2026 American documentary film

My Undesirable Friends: Part II – Exile is a 2026 American documentary film produced and directed by Julia Loktev. A sequel to the 2024 film My Undesirable Friends: Part I — Last Air in Moscow, it follows several independent Russian journalists as they flee the country into exile, following Vladimir Putin government's repression of free speech.

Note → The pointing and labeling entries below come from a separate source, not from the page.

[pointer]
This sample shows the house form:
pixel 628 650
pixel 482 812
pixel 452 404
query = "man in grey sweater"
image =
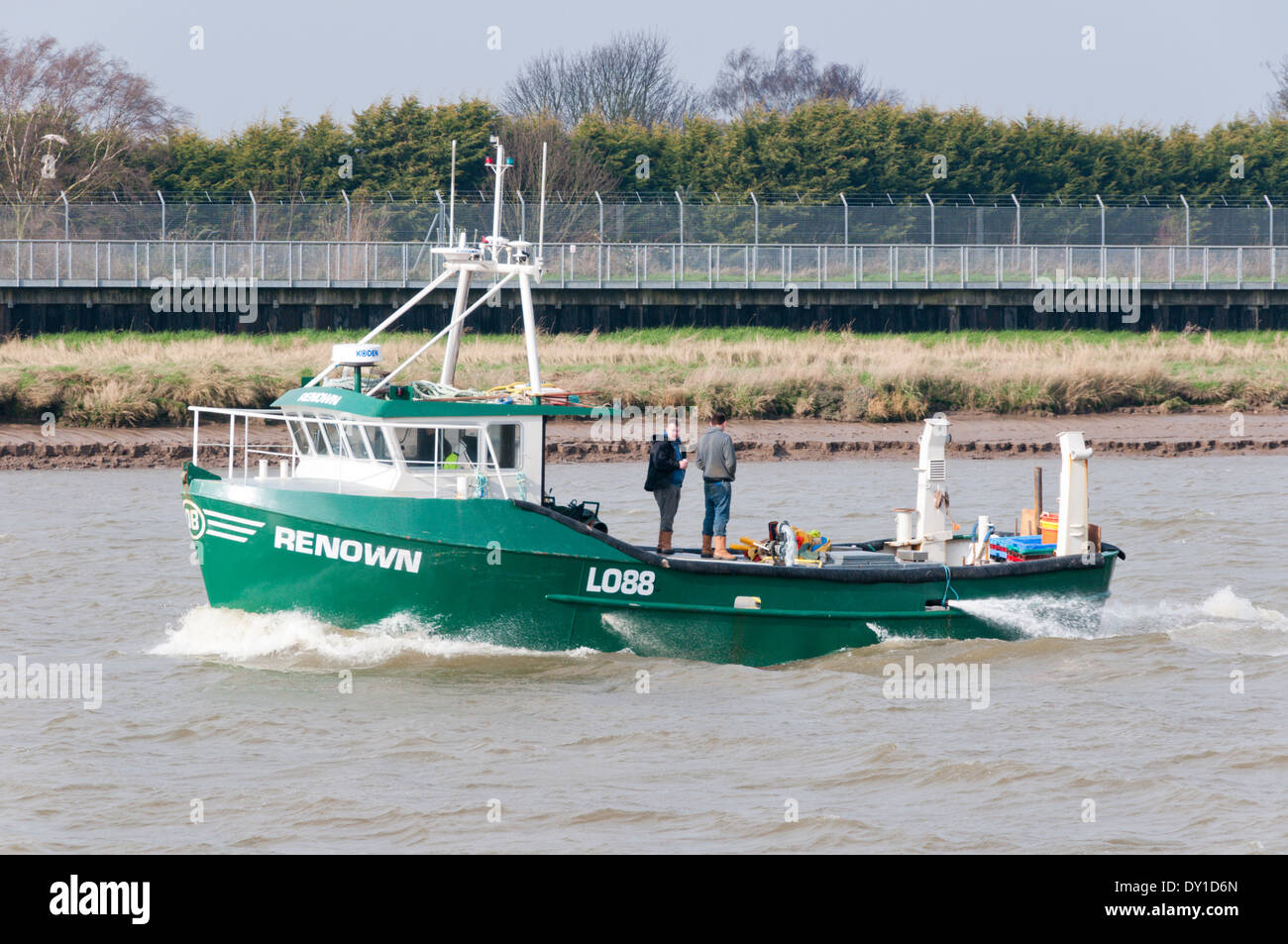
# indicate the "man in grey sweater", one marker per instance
pixel 719 464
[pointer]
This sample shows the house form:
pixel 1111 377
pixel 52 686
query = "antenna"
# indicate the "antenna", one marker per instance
pixel 541 233
pixel 451 217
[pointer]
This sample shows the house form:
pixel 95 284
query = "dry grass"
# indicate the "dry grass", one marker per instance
pixel 136 378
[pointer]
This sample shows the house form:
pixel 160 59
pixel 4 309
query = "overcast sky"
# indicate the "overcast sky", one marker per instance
pixel 1164 63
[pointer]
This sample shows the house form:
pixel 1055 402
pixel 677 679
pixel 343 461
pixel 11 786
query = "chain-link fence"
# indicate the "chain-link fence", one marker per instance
pixel 664 219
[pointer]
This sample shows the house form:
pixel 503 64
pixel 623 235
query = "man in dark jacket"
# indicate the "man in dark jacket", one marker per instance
pixel 666 465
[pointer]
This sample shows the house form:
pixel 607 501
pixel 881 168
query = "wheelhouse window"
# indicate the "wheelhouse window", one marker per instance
pixel 506 438
pixel 459 449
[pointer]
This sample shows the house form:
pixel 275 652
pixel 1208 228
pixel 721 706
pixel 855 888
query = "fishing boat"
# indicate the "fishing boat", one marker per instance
pixel 391 496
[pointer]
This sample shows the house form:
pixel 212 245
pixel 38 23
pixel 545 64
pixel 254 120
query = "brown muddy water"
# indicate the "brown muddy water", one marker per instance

The film had its world premiere out of competition at the 83rd Venice International Film Festival on September 4, 2026. It is scheduled to be theatrically released in the United States by Mubi on October 9.

==Premise==
Several journalists Anna Nemzer, Ksenia Mironova, Sonya Groysman, Olga Churakova, Irina Dolinina and Alesya Marokhovskaya flee Russia and travel to various countries where they struggle with shame and accountability for the Russo-Ukrainian war they all oppose.

==Production==
Production commenced simultaneously with Part I, taking place on an iPhone. Meryl Streep and Laura Poitras serve as executive producers.

==Release==
In January 2026, Mubi acquired distribution rights to the film. It had its world premiere Out of Competition at the 83rd Venice International Film Festival on September 4, 2026. It had its North American premiere at the 53rd Telluride Film Festival on September 6. It was also selected for the Main Slate of the 2026 New York Film Festival. It is scheduled to be theatrically released on October 9, 2026.

==Reception==
On Metacritic, the film has a weighted average score of 91 out of 100, based on 7 critics, indicating "universal acclaim".